In 1940, two planes collided in mid-air over Australia. Remarkably, there were no fatalities. Even more remarkably, the pilot responsible for saving the planes was punished.
Our story begins at the No. 2 Service Flying Training School (SFTS) at the Royal Australian Air Force (RAAF) Station Forest Hill close to Wagga Wagga, New South Wales (NSW). WWII was on, so Britain set up the Empire Air Training Scheme throughout its territories to produce as many fighter pilots as possible.
They were to master instrument flying, flying at night, navigating cross-country, flying in formation, aerobatic stunts, dive bombing, and of course, aerial gunnery. By July 1940, the school was still being built, but trainees had the use of Avro Ansons – British twin-engine craft designed for maritime reconnaissance missions.
Enter our hero – Flying Officer Leonard Graham Fuller, born on August 9, 1918 in Cootamundra, NSW. There’s also Flight Lieutenant Ian Menzies Sinclair (December 25, 1913 Genn Innes, NSW). Next is Leading Aircraftman Jack Inglis Hewson (August 11, 1921 Newcastle, NSW). And finally, Hugh Gavin Fraser (April 9, 1913 Camberwell, Victoria).
On September 29, 1940 the men went on a cross-country training exercise. Fuller piloted Tail number N4876 with Sinclair as his navigator, while Hewson flew the L9162 with Fraser as navigator. They were to fly over the towns of Corowa and Narrandera before returning to base.
It all went well till they reached the town of Brocklesby – a place so small that according to the 2006 census, it only had a population of 238 people. Small wonder, then, that they only bothered to set up a hotel in 2000.
Nothing much happens in Brocklesby, and about the only exciting thing they have is a pigeon club (seriously). As such, most Australians didn’t even know it existed… until Fuller came along, that is.
The men were at 1,000 feet when they made a banking turn, after which it all went downhill from there – literally. Hewson flew a little below Fuller’s plane when the latter lost sight of him… but not for long because the two collided.

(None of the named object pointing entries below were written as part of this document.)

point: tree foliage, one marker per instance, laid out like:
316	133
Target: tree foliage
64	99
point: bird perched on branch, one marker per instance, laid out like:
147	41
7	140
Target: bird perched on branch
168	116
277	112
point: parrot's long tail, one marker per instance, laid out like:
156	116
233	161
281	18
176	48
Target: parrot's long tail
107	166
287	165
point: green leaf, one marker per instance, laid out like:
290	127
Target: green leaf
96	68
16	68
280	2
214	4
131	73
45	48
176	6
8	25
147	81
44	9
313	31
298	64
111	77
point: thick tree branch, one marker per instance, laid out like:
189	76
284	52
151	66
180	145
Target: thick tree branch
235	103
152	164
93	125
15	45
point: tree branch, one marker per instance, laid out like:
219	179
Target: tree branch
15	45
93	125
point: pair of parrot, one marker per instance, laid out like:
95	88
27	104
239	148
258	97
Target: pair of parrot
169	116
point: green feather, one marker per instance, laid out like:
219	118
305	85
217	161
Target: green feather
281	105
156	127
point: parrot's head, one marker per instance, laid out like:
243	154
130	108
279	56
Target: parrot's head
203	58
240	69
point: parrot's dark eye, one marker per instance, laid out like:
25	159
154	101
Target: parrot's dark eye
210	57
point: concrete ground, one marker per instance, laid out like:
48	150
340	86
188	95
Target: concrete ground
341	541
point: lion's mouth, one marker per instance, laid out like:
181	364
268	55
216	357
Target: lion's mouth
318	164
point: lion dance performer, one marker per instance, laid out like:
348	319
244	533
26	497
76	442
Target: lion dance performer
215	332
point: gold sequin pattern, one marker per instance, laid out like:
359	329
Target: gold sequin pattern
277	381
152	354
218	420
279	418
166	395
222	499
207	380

According to Fuller, there was a “grinding crash and a bang as roaring propellers struck each other and bit into the engine cowlings.” Engine cowlings cover a plane’s engine, cool it by directing air flow into it, and reduce drag on the plane when in flight.
So now the planes were stuck to each other. Hewson’s turret had not only wedged itself into the upper plane’s port wing root (the area beneath the left wing), but his fin and rudder had also whacked the underside of Fuller’s port tailplane (the stabilizer at the rear of the plane).
It couldn’t possibly have gotten worse, but it did. The Cootamundra-born pilot’s engines stopped working. Fuller tried to restart his engines, but it was a no-go. And a good thing, too, or his propellers might have sliced through the lower plane.
But Fuller’s propellers had already pummeled Hewson’s fuselage before conking out, so the damage was done. The Newcastle man had hurt his back. The fused planes began circling over the tiny town while its pilots wondered what to do next.